Saturday, December 7, 2024

Recommended reading - Alice Guy Blache: Lost Visionary of the Cinema

 

Alice Guy Blache: Lost Visionary of the Cinema

by Alison McMahan.
 
Filmed as Be Natural: The Untold Story of Alice Guy-Blaché (2018), documentary directed by Pamela B. Green.
 
Published by Continuum Intl Pub Group.
Published 2002.
Hardcover.

ISBN-10: 0826451586
ISBN-13: 978-0826451583
 
Description:
 
The time has arrived, so it would seem, when woman must take her place beside man in the majority of arts and professions in the business world. In women of the caliber of Madame Alice Blaché it has also been demonstrated that there is a possibility of their doing so without being shorn of that most desirable of womanly qualities, femininity. – The Moving Picture News, 1912.
 
It has long been a source of wonder to me that many women have not seized upon the wonderful opportunities offered to them by the motion-picture art to make their way to fame and fortune as producers of photodramas. Of all the arts there is probably none in which they can make such a splendid use of talents so much more natural to a woman than to a man and so necessary to its perfection. – Alice Guy Blaché, 1914.
 
Over a hundred years after she started making films (which was considerably earlier than D.W. Griffith, Mabel Normand, and Lillian Gish began their careers), the life and work of Alice Guy Blaché is still shrouded in myth and controversy.
 
Only a fraction (111) of the approximately one thousand films that she directed still exist, and almost half of these have been found very recently. The films are spread out in archives all over the world. Not all of them are available for viewing, even to scholars, and many of them are in desperate need of conservation and preservation.
 
It is widely agreed that she was the first woman filmmaker but there is considerable debate as to whether she made the first ever fiction film.
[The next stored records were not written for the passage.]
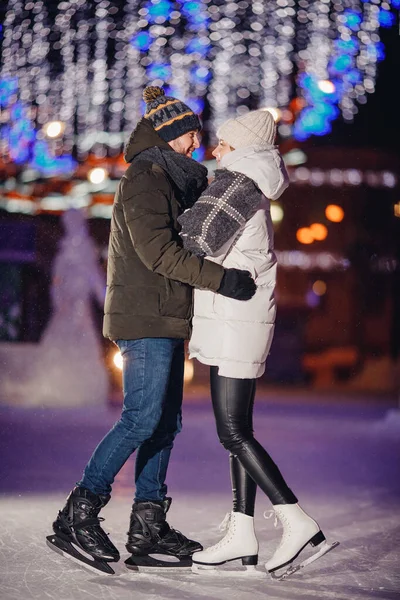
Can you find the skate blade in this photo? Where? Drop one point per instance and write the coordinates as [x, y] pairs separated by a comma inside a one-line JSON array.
[[67, 550], [324, 549], [210, 571], [158, 563]]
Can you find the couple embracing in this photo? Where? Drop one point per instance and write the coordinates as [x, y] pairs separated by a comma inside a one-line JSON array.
[[173, 237]]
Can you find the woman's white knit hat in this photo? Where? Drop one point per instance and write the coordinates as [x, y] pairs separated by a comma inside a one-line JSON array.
[[255, 128]]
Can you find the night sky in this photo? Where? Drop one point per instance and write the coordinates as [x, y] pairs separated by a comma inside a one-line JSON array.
[[378, 122]]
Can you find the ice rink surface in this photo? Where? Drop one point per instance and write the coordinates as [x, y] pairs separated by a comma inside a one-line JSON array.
[[341, 457]]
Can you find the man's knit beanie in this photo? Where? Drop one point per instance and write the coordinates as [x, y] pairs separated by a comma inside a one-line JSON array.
[[255, 128], [169, 116]]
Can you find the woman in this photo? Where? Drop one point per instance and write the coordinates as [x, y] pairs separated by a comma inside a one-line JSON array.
[[231, 224]]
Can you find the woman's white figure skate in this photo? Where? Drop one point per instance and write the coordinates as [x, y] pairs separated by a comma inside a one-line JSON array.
[[239, 543], [299, 530]]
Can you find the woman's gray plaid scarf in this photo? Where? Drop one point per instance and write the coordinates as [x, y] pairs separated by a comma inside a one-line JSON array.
[[189, 177], [220, 213]]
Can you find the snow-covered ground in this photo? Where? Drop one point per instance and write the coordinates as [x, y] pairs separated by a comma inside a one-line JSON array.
[[340, 456]]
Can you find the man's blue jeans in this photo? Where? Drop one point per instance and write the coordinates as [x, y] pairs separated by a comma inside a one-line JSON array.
[[150, 419]]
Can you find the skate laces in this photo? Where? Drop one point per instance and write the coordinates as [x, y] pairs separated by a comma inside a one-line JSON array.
[[227, 525], [224, 525], [268, 514]]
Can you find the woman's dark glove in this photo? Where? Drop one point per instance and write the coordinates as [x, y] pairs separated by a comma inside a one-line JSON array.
[[237, 284]]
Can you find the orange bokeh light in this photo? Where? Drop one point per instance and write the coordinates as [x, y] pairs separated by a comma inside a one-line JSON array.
[[334, 213], [318, 231], [304, 235]]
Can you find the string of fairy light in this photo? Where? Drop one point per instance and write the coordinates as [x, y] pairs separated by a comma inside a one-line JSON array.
[[73, 71]]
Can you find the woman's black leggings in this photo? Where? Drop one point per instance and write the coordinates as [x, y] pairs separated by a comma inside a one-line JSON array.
[[250, 464]]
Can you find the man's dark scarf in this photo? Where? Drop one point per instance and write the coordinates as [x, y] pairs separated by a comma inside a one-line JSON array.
[[188, 176]]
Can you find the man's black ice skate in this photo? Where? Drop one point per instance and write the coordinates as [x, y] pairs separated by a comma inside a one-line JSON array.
[[150, 535], [77, 528]]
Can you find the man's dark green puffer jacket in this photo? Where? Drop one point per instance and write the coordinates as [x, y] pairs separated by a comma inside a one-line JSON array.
[[149, 274]]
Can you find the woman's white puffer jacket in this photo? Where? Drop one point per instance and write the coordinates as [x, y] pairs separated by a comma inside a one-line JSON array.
[[232, 334]]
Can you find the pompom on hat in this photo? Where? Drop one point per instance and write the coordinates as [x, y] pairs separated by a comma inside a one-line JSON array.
[[256, 128], [169, 116]]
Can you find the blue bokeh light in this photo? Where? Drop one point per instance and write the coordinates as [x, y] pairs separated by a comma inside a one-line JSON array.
[[386, 18], [142, 41]]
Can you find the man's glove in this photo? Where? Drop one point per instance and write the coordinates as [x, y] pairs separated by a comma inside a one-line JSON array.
[[237, 284]]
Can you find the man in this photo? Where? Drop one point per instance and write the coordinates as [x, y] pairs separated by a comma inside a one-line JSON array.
[[148, 309]]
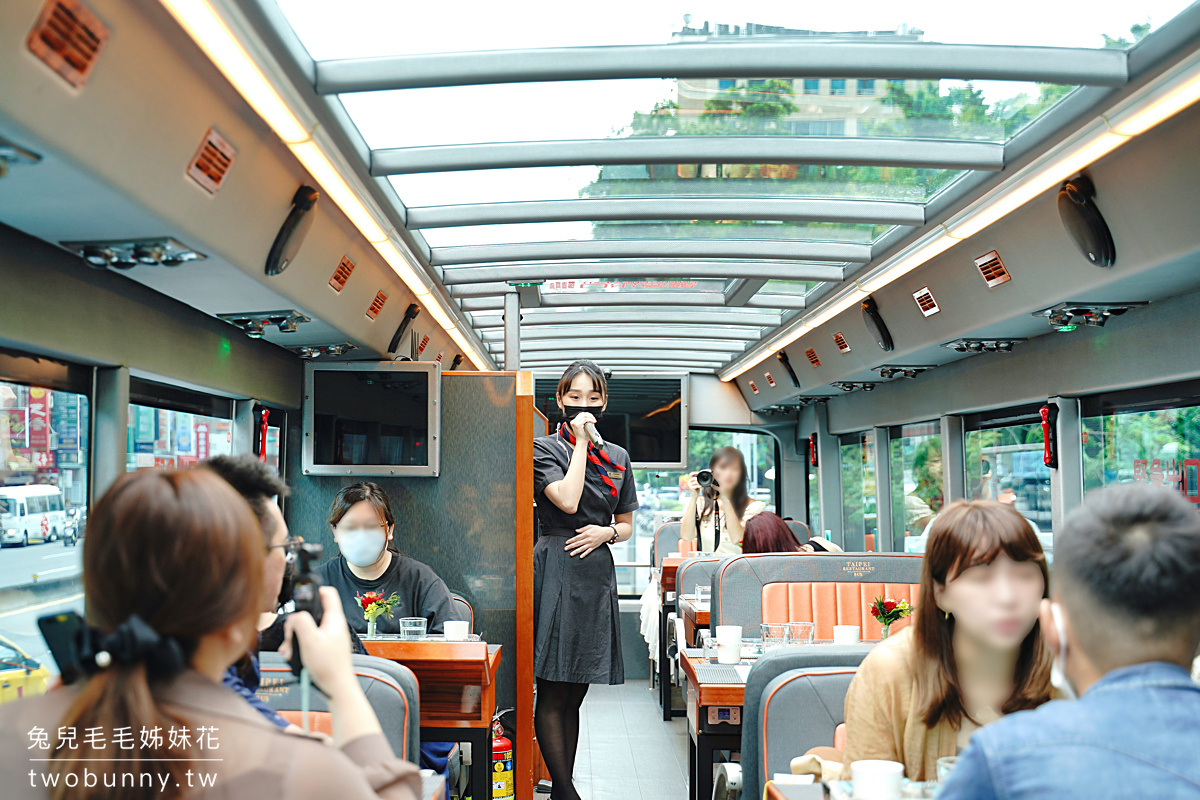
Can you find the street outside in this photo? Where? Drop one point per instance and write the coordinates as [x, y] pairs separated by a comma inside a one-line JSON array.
[[49, 561]]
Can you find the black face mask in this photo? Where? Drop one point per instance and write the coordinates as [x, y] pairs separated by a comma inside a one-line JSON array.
[[571, 411]]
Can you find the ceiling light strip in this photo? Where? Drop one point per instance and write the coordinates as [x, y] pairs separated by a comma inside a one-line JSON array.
[[1171, 92], [313, 149]]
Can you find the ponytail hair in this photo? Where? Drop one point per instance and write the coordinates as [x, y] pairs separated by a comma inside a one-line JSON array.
[[181, 551]]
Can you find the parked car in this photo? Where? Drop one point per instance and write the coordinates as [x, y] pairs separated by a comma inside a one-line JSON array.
[[19, 674], [31, 513]]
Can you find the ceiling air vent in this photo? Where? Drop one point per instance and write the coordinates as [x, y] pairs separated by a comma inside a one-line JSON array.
[[925, 301], [993, 269], [67, 38], [211, 162], [377, 305], [342, 274]]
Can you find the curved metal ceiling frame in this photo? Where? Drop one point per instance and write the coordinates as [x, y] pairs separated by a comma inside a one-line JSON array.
[[653, 248], [870, 151], [786, 209], [643, 269]]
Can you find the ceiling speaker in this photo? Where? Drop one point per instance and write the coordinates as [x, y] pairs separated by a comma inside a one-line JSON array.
[[1084, 222], [874, 322]]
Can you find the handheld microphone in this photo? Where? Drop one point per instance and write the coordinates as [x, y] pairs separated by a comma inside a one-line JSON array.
[[593, 434]]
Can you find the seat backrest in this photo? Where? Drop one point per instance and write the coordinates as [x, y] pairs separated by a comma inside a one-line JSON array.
[[822, 588], [696, 572], [799, 530], [765, 672], [665, 540], [797, 711], [390, 689], [466, 612]]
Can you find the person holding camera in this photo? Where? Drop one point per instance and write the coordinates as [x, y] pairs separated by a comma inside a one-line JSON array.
[[719, 504], [173, 582], [586, 499]]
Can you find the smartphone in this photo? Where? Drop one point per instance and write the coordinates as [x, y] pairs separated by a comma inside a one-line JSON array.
[[64, 633]]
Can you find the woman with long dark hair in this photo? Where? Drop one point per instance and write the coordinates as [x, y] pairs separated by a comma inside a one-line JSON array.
[[586, 500], [718, 512], [173, 578], [973, 653]]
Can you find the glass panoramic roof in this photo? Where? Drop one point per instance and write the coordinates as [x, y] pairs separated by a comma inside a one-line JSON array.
[[750, 191]]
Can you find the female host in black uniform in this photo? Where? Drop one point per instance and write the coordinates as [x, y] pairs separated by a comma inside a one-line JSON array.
[[586, 500]]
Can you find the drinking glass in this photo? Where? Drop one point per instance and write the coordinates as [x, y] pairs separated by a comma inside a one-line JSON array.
[[774, 635], [413, 627], [799, 633]]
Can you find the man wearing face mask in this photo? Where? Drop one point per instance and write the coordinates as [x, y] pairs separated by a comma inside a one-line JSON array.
[[363, 524], [1123, 625]]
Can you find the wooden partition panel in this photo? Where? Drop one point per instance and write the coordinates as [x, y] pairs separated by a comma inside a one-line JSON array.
[[473, 524]]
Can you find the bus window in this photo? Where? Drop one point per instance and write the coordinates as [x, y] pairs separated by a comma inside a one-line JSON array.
[[1155, 446], [43, 493], [858, 501], [162, 438], [664, 493], [916, 480]]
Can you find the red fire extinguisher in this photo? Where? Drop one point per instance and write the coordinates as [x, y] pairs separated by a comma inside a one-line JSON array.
[[502, 762]]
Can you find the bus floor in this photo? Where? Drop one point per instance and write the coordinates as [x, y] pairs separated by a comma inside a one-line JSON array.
[[627, 751]]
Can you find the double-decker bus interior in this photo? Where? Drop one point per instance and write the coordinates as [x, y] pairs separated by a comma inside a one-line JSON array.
[[894, 254]]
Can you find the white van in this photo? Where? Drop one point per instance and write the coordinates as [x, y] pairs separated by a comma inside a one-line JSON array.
[[31, 513]]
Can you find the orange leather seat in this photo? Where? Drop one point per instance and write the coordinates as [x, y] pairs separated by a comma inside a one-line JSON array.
[[834, 603]]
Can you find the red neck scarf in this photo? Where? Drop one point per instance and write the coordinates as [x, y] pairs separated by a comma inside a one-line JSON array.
[[595, 457]]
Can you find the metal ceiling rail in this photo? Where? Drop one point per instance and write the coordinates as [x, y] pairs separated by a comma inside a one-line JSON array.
[[667, 314], [785, 56], [619, 340], [870, 151], [679, 355], [585, 299], [653, 248], [641, 269], [604, 330], [871, 212]]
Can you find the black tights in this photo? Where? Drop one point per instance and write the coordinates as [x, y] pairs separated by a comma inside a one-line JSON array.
[[557, 722]]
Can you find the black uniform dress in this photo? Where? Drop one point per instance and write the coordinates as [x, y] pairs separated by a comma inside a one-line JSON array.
[[575, 611]]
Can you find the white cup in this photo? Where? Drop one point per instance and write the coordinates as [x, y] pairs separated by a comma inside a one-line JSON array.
[[729, 654], [845, 635], [876, 780], [729, 635], [455, 630]]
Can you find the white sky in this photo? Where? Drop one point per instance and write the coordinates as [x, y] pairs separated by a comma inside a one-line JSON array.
[[594, 109]]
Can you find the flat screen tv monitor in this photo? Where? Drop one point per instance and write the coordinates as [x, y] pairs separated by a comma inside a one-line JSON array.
[[372, 419], [647, 415]]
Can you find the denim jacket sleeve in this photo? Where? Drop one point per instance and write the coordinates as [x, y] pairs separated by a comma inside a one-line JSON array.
[[971, 779]]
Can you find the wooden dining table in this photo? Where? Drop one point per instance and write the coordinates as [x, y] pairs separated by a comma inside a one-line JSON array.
[[457, 692]]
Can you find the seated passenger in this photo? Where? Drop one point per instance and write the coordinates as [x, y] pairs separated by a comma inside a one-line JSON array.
[[726, 505], [363, 525], [973, 654], [1123, 626], [766, 533], [173, 578]]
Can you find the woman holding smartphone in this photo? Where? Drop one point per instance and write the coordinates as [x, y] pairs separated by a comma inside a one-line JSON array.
[[586, 499]]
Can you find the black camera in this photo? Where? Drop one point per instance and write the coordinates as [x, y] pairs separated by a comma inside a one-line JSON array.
[[306, 594]]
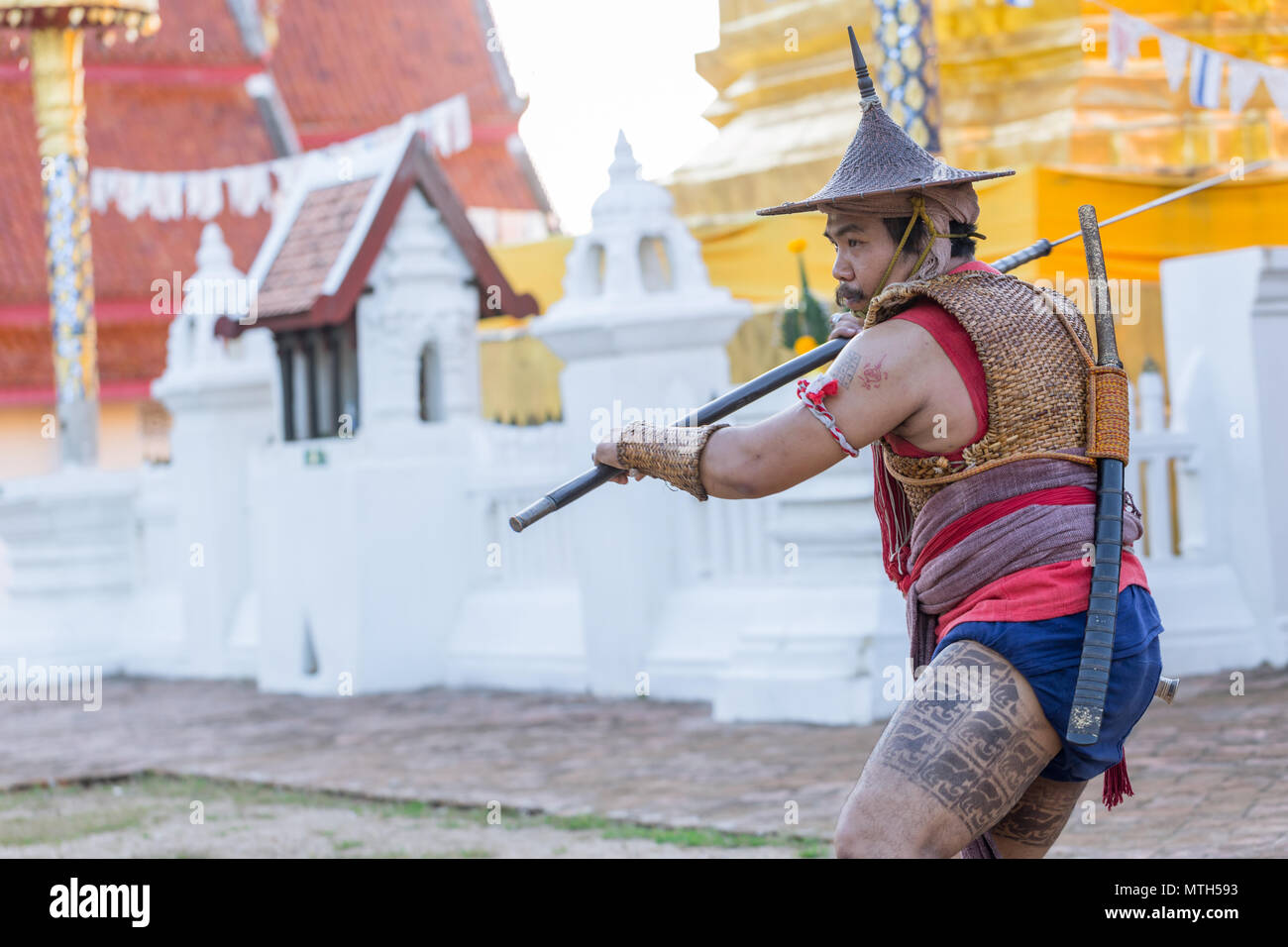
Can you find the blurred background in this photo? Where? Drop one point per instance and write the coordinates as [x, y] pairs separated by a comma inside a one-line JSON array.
[[301, 299]]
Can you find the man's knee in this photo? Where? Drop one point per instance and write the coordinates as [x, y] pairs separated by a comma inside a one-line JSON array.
[[870, 838]]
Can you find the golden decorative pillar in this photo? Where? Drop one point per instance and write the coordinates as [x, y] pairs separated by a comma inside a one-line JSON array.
[[56, 43], [907, 78]]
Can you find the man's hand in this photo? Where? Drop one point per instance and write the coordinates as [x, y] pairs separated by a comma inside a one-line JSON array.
[[846, 326], [605, 453]]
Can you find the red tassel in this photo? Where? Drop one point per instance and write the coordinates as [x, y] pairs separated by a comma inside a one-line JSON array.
[[894, 513], [1116, 784]]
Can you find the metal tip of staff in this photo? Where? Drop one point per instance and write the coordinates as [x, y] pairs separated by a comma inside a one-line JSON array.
[[527, 517]]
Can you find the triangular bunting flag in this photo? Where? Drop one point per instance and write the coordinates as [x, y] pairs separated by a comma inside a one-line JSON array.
[[1206, 77], [1243, 77], [1175, 52], [1125, 35], [1276, 81]]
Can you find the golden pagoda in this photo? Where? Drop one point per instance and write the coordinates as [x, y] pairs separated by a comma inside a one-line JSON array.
[[995, 85]]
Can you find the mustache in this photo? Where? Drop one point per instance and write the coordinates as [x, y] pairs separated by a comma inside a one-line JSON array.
[[845, 294]]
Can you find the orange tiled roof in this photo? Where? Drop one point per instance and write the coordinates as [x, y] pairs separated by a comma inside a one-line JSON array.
[[294, 282]]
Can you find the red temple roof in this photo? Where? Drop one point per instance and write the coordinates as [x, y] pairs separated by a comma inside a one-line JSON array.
[[156, 105]]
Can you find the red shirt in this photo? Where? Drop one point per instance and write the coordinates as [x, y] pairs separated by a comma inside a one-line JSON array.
[[1031, 594]]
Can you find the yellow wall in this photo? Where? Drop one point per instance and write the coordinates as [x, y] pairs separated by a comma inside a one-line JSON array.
[[123, 441]]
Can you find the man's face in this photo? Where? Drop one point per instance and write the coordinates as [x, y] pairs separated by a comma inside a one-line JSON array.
[[863, 250]]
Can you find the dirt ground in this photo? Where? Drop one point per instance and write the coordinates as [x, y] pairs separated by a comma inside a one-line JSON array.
[[170, 817]]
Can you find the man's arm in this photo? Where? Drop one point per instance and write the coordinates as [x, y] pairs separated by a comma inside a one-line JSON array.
[[881, 382]]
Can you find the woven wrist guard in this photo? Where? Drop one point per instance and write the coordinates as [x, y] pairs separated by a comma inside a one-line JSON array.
[[673, 454]]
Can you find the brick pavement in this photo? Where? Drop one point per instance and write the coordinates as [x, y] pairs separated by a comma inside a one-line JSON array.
[[1210, 772]]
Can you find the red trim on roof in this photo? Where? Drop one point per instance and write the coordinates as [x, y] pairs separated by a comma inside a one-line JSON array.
[[151, 73], [133, 389], [104, 313]]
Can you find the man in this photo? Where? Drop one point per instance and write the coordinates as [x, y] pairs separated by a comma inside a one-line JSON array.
[[971, 386]]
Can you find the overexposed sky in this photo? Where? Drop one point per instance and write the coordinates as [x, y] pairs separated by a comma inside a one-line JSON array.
[[591, 67]]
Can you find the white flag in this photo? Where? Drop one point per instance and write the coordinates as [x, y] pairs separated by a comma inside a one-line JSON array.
[[1125, 35], [249, 188], [204, 193], [130, 197], [101, 187], [1243, 77], [1175, 52], [1276, 81], [1206, 77], [167, 196]]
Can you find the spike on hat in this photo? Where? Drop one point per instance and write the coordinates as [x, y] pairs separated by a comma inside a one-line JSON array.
[[881, 158]]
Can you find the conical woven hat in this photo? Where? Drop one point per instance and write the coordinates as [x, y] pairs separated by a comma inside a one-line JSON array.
[[881, 158]]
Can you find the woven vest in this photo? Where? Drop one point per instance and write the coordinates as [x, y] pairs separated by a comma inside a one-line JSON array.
[[1037, 357]]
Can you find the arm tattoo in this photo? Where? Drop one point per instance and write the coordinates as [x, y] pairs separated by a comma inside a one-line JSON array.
[[871, 373]]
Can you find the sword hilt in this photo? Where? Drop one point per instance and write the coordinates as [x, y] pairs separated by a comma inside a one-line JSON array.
[[1098, 641], [1167, 688]]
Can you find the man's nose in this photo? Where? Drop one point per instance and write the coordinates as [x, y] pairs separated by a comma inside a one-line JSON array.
[[841, 269]]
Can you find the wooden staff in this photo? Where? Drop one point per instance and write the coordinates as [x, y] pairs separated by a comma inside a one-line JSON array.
[[789, 371]]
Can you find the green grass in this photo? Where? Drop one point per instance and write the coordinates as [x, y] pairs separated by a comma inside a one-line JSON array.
[[141, 801]]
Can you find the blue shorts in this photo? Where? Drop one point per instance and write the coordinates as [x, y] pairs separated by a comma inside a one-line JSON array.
[[1047, 655]]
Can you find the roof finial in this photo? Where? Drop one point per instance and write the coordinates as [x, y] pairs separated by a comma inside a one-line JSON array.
[[867, 90]]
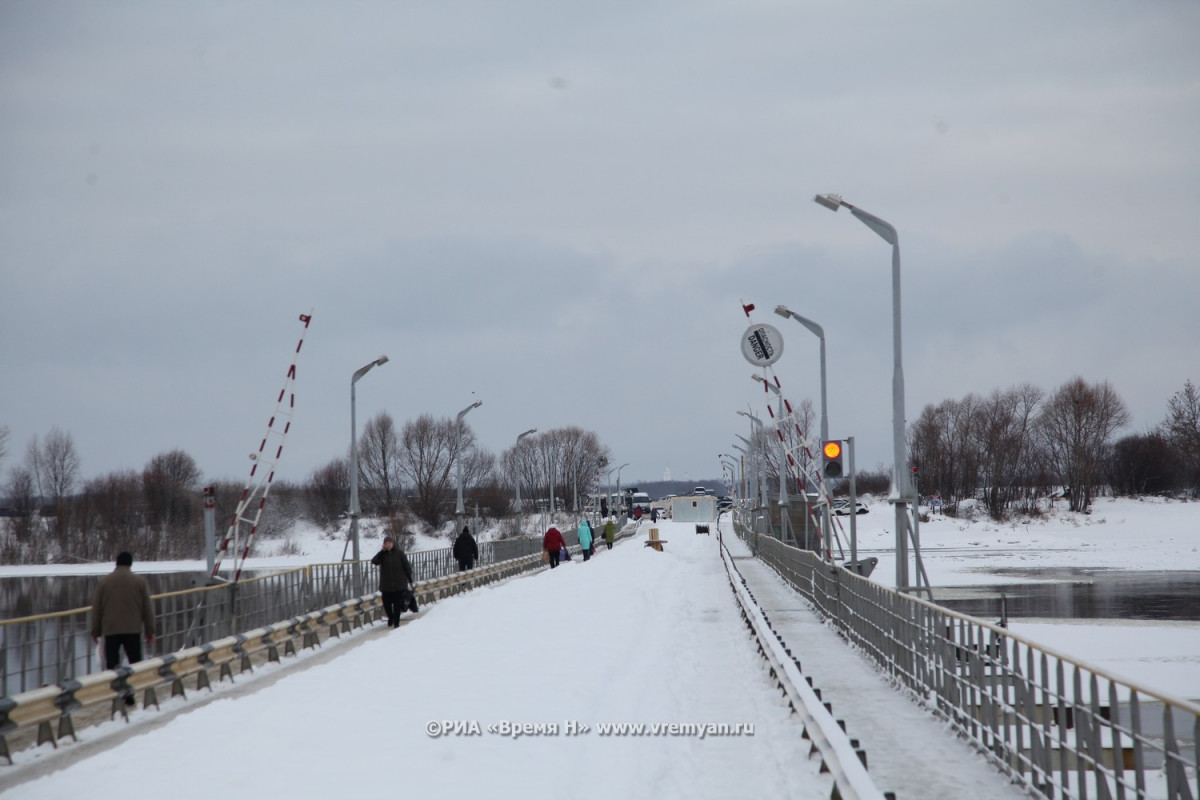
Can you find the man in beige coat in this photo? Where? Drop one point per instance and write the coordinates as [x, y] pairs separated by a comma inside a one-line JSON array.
[[120, 612]]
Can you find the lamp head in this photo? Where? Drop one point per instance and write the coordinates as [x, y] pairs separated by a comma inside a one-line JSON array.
[[832, 202]]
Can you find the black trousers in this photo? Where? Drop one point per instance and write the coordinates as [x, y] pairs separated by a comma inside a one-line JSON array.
[[117, 642], [393, 605]]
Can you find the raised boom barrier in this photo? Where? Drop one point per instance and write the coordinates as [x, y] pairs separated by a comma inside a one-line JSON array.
[[195, 612]]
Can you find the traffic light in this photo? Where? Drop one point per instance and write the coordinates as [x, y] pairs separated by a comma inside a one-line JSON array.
[[832, 452]]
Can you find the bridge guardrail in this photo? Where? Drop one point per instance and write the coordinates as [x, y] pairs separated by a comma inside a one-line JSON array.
[[58, 702], [1057, 725]]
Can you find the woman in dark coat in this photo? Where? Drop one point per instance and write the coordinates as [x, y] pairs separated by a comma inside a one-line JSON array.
[[395, 578], [553, 543], [466, 551]]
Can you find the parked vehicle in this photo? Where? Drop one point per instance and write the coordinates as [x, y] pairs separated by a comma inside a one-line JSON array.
[[841, 507]]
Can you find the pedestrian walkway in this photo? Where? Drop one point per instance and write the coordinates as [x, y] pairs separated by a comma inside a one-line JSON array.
[[628, 675], [910, 751]]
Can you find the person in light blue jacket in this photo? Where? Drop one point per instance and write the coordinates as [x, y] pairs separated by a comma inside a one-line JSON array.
[[586, 539]]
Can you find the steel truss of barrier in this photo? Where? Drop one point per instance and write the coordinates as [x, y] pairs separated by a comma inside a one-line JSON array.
[[1063, 728]]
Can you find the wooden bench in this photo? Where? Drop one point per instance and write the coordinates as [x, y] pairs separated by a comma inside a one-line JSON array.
[[654, 542]]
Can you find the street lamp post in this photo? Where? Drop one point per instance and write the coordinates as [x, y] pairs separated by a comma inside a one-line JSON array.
[[901, 489], [784, 516], [515, 456], [457, 457], [355, 511], [618, 481], [615, 469], [529, 432], [784, 311]]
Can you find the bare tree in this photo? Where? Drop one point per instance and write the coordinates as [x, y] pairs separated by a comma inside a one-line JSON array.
[[941, 444], [1003, 440], [1144, 464], [171, 482], [23, 501], [379, 464], [54, 464], [1182, 429], [427, 449], [521, 465], [328, 492], [112, 513], [1077, 426]]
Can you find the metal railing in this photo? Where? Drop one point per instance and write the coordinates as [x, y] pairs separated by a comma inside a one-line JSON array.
[[197, 632], [1063, 728], [48, 649]]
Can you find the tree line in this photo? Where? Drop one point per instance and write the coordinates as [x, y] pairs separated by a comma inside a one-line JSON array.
[[407, 476], [1019, 445]]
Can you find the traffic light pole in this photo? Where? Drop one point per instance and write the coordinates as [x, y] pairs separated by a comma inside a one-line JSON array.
[[853, 507]]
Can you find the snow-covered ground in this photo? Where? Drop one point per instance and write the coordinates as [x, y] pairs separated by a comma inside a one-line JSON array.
[[630, 637]]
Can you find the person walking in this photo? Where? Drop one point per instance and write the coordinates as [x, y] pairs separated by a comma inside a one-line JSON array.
[[120, 612], [553, 543], [586, 539], [466, 551], [395, 578]]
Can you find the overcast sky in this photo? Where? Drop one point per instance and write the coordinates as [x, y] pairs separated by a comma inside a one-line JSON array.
[[559, 208]]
She played a key role in early sound film production, and yet this part of her career is almost always ignored. She is, to this day, the only woman ever to have owned and run her own film studio. And yet she made her final film in 1920, at the age of 47, and died in New Jersey in 1968, unacknowledged, unheralded, almost totally forgotten.
 
Ten years of painstaking research has enabled Alison McMahan to piece together the career of this extraordinary woman. What results is the first full-length treatment of Alice Guy Blaché’s work, the debunking of several long-standing myths about her and, ultimately, the emergence of a feminist figurehead of the filmmaking industry.
 
"McMahan s book is an obsessively detailed history of a true motion-picture pioneer." – American Cinematographer, July 2002.
 
"The author provides intriguing information about Guy s life, the early days of film production, and Guy s independent film company (Solax)." – Choice, November 2002.
 
"A fascinating book that will interest scholars and general readers alike." – Richard Abel, Drake University.
 
"Monumental...a daunting achievement." – Los Angeles Times, August 15, 2002.